L'ANI prévoit aussi de transformer le mode d'information des élus du personnel: ils ne pourront plus demander à voir les documents qu'ils veulent, ils auront accès à une banque de donnée globale, où la direction mettra ce qu'elle veut, ce qui l'arrange. Ma crainte, c'est qu'il n'y ait rien dans cette information accessible à tous et tout le temps.

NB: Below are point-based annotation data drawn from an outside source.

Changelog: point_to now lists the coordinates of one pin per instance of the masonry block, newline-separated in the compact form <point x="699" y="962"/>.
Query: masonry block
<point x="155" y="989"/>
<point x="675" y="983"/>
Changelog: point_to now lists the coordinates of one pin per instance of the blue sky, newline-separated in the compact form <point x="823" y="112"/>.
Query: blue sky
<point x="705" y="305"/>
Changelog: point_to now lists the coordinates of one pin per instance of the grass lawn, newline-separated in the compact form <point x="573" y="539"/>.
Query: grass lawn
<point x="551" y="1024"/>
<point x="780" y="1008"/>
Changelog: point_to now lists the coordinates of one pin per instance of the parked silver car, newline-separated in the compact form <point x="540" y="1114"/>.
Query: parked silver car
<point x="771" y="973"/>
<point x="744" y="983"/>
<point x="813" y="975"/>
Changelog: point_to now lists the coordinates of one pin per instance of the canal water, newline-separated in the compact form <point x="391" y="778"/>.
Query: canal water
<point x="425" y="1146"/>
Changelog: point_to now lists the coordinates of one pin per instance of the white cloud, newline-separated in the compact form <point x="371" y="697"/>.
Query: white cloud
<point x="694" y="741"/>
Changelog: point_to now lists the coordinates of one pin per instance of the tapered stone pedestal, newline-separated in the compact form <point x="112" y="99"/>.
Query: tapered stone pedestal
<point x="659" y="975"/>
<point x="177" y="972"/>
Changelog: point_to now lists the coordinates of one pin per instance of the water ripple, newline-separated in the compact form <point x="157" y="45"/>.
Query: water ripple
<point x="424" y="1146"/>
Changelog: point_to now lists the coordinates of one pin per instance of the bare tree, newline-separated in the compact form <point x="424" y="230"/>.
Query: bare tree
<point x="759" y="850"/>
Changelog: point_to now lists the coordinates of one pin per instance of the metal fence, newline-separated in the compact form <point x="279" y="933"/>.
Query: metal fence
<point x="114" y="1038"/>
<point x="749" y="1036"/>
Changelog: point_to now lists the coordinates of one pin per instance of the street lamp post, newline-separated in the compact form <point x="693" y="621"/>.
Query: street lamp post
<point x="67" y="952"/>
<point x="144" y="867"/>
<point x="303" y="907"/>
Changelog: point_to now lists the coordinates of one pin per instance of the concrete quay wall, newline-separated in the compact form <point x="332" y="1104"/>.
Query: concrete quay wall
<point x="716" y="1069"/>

On a peine déjà à avoir des infos.

On va nous enfumer avec l'équivalent des power-points consensuels, lisses et optimistes qu'on diffuse en CA: on ne saura plus rien des mauvais coups qui se préparent. Or, les élus ne peuvent rien faire sans les documents. Ils ont besoin d'une vision économique de ce que l'entreprise est en train de faire. Ils peuvent se faire aider par des experts à condition d'avoir accès aux documents réellement significatifs. Aujourd'hui, le code du travail garantit aux représentants du personnel l'accès aux documents à la demande et selon une procédure très réglée. Demain, avec l'ANI, on risque de n'avoir que des données expurgées, alimentées par les employeurs en fonction de leurs intérêts: on aura un écran, plus d'écrits. Et plus de temps pour le faire comme on veut correctement puisque l'accord met en place des délais pré-fixés et l'expertise sera aux frais du CE donc limité.

De la même manière, avant, un plan social, c'était très réglementé. Désormais, le plan social sera facilité pour l'employeur. Même si les difficultés économiques invoquées sont de l'ordre du prétexte, l'employeur pourra faire avaliser un accord prévoyant des régressions sociales sous la menace de la suppression d'emplois.

Lors de notre plan social de 2008, Charpentier avait invoqué qu'il ne pouvait pas investir sur deux sites en même temps (à Quimper et à Landivisiau) pour se mettre aux nouvelles normes froid industrielles dans la branche froid proscrivant au niveau des chambres froides l'utilisation du fréon. En même temps, ils auraient pu anticiper et faire des travaux. Ils ne l'ont pas fait, ils ont attendu qu'on se rapproche de l'échéance: ça leur a servi de prétexte.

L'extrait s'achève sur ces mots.